À Camaret, le curé fait de la résistance. Une première tentative du receveur flanqué d’un garde-champêtre, d’un gendarme et d’un brigadier a lieu le 20 février 1906. Le curé, son vicaire et une foule d’environ 150 personnes accueillent sans animosité les représentants de l’État au son puissant des cloches de l’église mais les portes demeurent fermées. Le préfet réquisitionne l’armée, 27 hommes sont missionnés pour prêter main-forte au sous-préfet et à l’agent des domaines. Dans le rapport de gendarmerie du 22 février, le capitaine Papillon-Bonnet confirme que l’inventaire a pu être dressé mais qu’il a fallu pour cela briser une porte.

Et la presse dans la bataille idéologique ?

La querelle se poursuit entre organes républicains et cléricaux.

La Croix d’Avignon et du Comtat dans son numéro du 11 février 1906 fait le récit d’un certain nombre d’opérations dans les quatre arrondissements vauclusiens dont l’inventaire de l’église d’Apt : « L‘inspecteur, d’ailleurs très modéré dans ses manières, mais qui va accomplir (certainement à contre cœur) un acte odieux, est suivi par la foule qui chante des cantiques et emplit bientôt la sacristie.
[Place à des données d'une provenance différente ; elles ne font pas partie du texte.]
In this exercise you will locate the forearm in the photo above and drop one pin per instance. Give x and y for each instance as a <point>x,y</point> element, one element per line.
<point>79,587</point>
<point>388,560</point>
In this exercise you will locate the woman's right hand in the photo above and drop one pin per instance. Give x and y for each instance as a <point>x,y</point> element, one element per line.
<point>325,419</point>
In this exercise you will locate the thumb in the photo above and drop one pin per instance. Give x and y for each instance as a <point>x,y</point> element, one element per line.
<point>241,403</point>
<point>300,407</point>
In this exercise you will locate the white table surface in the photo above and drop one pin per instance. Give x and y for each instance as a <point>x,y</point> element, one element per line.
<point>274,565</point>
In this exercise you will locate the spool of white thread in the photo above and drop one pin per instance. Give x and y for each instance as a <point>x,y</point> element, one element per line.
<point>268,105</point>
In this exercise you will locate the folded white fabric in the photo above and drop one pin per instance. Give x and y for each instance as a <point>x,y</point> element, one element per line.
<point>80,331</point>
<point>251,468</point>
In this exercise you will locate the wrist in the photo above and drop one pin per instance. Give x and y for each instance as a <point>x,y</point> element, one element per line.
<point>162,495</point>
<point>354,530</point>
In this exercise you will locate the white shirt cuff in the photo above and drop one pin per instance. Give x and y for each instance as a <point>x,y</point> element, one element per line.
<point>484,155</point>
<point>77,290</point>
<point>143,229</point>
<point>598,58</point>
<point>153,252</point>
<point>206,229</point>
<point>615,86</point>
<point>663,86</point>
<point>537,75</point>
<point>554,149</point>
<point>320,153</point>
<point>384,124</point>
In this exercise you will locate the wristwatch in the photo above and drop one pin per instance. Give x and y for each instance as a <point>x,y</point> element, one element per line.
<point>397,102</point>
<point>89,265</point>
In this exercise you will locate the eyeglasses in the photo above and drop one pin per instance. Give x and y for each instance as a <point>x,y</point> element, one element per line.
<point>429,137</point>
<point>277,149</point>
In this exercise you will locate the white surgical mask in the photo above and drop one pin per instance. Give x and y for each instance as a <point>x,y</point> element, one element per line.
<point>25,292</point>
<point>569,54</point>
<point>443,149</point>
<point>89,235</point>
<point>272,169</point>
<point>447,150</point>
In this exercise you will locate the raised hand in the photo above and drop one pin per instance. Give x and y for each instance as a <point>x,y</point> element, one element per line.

Les chants ne cessent pas. L’inspecteur visiblement ému écrit, - ses encriers disparaissent. - Enfin, après 20 minutes, il est obligé de sortir poursuivi par les huées. »

Si l’hebdomadaire conservateur noircit ses pages d’articles à charge et de diatribes invitant à agir pour la défense des catholiques, son adversaire républicain Le Petit vauclusien est plus nuancé, du moins dans un premier temps. Pour preuve, le tirage du 13 février 1906 dans lequel il est à peine question en deuxième page des inventaires en Vaucluse. Par la suite, face aux incidents en cascade, Le Petit Vauclusien s'emploie à durcir le ton et critique avec virulence cléricaux et Vatican.